Dirty politics — in a race for justice of the peace

J. Patrick Coolican

J. Patrick Coolican

I recently railed against the election of judges as farcical.

The timing was perfect, as District Judge Steven Jones faces federal charges this week in an alleged investment scam.

An alert reader sent me another good example of how dumb judicial elections can be.

He received a dreaded “robocall,” one of those annoying recorded phone messages, that said the following:

“You should vote for Cynthia Dustin-Cruz instead of Bill Jansen for Las Vegas Justice Court.

"Why? Because Jansen is under investigation for improperly using taxpayer money to pay for his campaign telephone and email. He uses his secretary, a county employee paid by taxpayers, for his campaign. During his last campaign, Jansen paid his wife $18,000 from his campaign fund, even though he had no opponent. Jansen is not the right choice for justice of the peace.”

The reader was alarmed because he had never heard of Jansen being under investigation.

Neither had I. Jansen spent 24 years in the FBI and is past president of the county bar association.

In fact, Dustin-Cruz filed a complaint with the Commission on Judicial Discipline, which of course is obligated to follow up, as noted in a letter to Dustin-Cruz. This is the basis for the flimsy allegation that Jansen is “under investigation.”
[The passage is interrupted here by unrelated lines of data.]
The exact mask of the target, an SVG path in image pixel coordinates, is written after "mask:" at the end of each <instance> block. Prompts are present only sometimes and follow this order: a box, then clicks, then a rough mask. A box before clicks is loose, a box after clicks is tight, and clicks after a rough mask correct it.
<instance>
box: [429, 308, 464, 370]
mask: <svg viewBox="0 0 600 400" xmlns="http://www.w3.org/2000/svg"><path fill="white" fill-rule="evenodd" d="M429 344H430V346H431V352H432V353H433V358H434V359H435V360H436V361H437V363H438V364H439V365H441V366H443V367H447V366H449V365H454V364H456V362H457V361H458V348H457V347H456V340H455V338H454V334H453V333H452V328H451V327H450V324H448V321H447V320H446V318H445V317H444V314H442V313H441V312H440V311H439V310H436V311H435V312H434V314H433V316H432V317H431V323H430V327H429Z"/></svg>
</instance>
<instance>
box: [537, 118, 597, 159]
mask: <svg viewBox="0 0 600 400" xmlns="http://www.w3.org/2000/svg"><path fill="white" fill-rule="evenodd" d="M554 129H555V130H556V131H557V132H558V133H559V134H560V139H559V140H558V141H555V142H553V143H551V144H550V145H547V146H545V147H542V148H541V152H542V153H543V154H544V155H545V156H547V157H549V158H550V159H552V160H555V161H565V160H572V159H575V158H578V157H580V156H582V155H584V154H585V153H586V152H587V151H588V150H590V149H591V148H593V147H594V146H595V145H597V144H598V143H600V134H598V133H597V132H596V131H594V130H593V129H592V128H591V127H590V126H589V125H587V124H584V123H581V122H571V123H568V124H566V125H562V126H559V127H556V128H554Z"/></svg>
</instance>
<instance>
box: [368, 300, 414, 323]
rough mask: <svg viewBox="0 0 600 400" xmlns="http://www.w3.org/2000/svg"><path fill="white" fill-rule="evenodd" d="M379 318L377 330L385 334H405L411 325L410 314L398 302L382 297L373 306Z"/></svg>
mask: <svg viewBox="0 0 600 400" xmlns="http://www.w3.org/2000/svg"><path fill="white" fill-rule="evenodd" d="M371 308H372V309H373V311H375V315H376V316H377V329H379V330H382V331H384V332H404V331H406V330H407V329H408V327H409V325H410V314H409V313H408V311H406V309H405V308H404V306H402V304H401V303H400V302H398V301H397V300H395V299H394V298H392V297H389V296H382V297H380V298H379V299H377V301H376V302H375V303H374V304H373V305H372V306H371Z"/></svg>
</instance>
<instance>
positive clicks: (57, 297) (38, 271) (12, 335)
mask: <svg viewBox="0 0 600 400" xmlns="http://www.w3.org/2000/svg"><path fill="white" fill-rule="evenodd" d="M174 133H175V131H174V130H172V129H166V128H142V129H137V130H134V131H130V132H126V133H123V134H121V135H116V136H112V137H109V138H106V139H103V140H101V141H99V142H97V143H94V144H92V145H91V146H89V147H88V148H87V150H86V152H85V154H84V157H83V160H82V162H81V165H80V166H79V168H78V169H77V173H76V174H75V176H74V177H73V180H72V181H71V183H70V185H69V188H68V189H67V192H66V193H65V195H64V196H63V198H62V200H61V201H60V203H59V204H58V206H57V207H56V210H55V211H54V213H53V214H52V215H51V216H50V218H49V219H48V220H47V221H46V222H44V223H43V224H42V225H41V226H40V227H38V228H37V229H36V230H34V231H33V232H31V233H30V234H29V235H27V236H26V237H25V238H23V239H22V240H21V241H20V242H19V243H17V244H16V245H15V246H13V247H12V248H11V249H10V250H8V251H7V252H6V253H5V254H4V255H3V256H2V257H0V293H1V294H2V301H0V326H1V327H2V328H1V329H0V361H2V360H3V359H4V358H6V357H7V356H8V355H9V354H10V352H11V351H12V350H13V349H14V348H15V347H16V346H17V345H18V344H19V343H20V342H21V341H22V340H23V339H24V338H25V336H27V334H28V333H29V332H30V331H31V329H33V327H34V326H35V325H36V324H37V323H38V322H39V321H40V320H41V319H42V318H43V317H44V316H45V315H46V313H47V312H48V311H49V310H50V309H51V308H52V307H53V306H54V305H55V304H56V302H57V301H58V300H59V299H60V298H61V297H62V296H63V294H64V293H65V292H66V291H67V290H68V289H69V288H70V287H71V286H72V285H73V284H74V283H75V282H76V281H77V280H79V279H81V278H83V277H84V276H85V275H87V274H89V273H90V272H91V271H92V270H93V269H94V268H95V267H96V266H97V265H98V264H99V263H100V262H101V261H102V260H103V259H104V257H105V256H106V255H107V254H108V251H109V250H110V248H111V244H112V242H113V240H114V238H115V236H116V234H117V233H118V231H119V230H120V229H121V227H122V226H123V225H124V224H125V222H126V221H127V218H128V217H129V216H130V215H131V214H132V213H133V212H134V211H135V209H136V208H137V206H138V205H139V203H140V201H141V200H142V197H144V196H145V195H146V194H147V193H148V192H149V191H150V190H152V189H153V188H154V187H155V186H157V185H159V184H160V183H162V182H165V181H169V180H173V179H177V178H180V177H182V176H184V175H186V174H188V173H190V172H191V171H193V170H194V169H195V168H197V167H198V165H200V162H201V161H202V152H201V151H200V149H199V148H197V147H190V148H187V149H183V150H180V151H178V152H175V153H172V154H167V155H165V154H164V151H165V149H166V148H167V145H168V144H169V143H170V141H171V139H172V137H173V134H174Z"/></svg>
It’s one of the oldest tricks in the book, reminiscent of Lyndon Johnson claiming his opponent had intercourse with pigs just so he could get the opponent on the record denying it.

(I called Dustin-Cruz, but she hadn’t replied as of my deadline.)

Don Campbell, a former federal prosecutor whose time with the government overlapped with Jansen's FBI career, said Jansen is "one of the most honorable guys I know," and a "highly respected FBI agent known for his integrity."

Campbell once sat on the Commission on Judicial Discipline, and he called the assertion that Jansen is under investigation "highly misleading."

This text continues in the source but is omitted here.